As it stands, the gulf appears in Google Maps as “Gulf of America” within the United States, as “Gulf of Mexico” within Mexico and “Gulf of Mexico” (Gulf of America) elsewhere. Turner in his letter said the company was using “Gulf of America” to follow “longstanding maps policies impartially and consistently across all regions” and that the company was willing to meet in person with the Mexican government.

“While international treaties and conventions are not intended to regulate how private mapping providers represent geographic features, it is our consistent policy to consult multiple authoritative sources to provide the most up to date and accurate representation of the world,” he wrote.

Mexico has argued that the mapping policy violates Mexican sovereignty because the US only has jurisdiction over around 46% of the Gulf. The rest is controlled by Mexico, which controls 49% and Cuba, which controls around 5%. The name “Gulf of Mexico” dates back to 1607 and is recognized by the United Nations.

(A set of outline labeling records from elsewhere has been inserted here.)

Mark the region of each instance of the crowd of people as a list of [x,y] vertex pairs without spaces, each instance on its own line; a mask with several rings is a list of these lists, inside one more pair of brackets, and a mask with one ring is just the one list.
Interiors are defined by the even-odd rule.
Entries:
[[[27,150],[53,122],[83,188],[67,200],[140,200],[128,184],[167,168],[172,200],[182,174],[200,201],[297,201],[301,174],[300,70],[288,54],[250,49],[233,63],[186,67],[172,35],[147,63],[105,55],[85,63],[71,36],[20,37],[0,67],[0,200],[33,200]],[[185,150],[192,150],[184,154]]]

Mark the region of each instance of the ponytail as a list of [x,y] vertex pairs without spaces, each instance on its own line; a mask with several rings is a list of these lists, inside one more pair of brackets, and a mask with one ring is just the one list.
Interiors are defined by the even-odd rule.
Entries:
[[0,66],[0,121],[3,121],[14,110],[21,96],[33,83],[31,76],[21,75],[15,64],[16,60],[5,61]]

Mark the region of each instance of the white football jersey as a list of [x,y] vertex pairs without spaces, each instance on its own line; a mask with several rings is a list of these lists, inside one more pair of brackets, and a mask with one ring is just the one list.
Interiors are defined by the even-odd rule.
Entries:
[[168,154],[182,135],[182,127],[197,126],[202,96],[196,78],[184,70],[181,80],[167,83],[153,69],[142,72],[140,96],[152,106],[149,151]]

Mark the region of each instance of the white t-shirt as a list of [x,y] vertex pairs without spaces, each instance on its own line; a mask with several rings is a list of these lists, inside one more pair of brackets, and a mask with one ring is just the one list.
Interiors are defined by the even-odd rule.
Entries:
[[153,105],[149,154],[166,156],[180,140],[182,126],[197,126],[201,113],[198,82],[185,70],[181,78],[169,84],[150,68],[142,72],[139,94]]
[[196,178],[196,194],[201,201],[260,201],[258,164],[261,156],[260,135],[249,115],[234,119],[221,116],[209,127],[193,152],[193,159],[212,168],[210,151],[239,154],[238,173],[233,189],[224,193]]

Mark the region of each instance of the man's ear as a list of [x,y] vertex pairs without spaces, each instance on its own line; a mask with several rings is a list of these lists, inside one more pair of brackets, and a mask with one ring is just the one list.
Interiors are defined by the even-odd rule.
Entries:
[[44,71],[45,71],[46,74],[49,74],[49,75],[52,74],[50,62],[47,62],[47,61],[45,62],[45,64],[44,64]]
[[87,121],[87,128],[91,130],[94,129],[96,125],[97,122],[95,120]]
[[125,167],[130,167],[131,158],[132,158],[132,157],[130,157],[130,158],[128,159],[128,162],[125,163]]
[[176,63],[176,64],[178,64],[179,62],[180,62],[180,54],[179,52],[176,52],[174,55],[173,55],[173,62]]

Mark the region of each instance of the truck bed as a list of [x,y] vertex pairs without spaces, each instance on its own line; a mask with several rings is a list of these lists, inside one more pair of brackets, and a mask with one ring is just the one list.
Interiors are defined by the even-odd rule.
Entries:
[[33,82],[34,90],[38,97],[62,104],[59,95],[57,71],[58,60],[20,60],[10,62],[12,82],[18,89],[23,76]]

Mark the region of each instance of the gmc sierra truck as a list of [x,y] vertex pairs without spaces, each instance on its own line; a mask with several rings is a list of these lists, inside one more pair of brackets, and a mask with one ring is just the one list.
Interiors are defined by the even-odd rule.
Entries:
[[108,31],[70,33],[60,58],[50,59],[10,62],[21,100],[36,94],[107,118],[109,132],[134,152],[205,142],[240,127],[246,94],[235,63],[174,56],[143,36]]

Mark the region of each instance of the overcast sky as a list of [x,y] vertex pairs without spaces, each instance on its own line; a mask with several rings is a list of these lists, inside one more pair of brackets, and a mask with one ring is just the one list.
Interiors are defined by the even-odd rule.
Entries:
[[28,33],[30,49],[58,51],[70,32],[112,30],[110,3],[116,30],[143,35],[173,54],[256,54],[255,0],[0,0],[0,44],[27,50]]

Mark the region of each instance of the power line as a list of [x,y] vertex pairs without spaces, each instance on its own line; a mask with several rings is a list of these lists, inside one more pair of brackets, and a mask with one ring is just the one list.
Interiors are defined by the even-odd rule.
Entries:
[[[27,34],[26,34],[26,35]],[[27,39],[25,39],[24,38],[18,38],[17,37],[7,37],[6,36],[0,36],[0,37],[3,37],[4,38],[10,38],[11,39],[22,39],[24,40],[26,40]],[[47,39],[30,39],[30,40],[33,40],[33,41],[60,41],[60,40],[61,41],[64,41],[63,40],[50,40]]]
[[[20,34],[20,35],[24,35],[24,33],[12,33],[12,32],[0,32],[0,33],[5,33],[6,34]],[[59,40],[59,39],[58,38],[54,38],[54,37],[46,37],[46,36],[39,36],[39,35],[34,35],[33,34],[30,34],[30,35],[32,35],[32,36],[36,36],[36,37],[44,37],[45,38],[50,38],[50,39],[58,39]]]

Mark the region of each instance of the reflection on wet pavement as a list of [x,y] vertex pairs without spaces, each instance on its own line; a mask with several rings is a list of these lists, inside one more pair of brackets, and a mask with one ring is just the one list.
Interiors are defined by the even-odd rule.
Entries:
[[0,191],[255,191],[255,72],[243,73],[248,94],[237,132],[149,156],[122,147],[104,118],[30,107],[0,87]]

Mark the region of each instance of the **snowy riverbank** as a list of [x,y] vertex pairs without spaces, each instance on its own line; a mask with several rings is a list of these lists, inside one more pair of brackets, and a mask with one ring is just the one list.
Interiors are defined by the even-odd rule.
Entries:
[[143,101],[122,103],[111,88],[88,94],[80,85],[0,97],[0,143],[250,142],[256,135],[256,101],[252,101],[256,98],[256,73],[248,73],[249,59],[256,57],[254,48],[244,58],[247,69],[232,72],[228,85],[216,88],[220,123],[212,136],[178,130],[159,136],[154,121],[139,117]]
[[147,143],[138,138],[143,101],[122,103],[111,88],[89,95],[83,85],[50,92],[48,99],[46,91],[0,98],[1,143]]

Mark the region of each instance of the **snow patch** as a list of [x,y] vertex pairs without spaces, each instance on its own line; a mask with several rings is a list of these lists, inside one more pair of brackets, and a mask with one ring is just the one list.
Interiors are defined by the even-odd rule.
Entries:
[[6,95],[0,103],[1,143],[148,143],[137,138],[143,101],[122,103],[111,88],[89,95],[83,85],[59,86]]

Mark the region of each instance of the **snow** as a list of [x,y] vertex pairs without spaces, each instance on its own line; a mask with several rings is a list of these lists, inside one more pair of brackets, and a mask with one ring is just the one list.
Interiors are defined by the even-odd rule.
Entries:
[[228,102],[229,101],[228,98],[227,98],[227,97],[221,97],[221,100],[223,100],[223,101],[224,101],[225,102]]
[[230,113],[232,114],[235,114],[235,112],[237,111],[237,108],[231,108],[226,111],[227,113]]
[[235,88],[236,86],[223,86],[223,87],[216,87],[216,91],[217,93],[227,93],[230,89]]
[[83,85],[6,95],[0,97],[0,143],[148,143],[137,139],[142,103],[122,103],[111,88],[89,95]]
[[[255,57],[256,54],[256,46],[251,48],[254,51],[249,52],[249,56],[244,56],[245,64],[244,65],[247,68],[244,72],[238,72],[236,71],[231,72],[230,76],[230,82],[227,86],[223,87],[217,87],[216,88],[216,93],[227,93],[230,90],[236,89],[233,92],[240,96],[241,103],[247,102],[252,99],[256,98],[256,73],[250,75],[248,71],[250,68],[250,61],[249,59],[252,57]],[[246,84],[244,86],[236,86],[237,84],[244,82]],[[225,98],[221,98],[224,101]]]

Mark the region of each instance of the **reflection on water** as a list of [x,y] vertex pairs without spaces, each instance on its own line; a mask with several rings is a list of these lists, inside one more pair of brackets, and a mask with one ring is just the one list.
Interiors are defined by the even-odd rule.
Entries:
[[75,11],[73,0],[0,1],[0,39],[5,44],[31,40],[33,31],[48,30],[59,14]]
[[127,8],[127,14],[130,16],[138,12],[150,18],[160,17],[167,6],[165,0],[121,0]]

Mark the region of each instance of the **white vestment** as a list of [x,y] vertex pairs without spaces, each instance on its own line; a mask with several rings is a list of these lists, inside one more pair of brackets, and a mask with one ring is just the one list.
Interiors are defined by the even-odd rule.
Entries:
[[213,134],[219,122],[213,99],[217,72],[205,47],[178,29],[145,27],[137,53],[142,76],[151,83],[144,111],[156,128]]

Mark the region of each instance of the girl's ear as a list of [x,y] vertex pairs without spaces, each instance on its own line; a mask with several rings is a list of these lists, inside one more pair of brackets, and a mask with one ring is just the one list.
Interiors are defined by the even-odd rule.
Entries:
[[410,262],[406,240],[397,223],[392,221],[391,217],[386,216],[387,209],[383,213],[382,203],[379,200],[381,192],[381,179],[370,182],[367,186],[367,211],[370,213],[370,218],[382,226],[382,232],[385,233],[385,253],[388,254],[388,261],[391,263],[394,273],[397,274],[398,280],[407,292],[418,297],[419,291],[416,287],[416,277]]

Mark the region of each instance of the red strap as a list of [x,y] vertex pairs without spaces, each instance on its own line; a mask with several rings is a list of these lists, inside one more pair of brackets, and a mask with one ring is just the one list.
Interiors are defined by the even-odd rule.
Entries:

In response to Google's letter, Mexican authorities said they would take legal action, writing that “under no circumstance will Mexico accept the renaming of a geographic zone within its own territory and under its jurisdiction.”

The renaming of the body of water by Trump has flared tensions between Mexico and the US at a pivotal time for the neighboring allies.

Sheinbaum has had to walk a fine line with Trump amid threats of tariffs and Mexico and other Latin American countries have braced themselves for promised mass deportations, the brunt of which has still not been felt.

Along with the legal threat to Google, the Mexican president also announced Monday that Mexico and the US would hold high-level meetings this week on trade and security in an effort to maintain a “long-term plan of collaboration” between the two countries.

It's the latest round of talks between the two countries in which Mexico hopes to hold off a larger geopolitical crisis.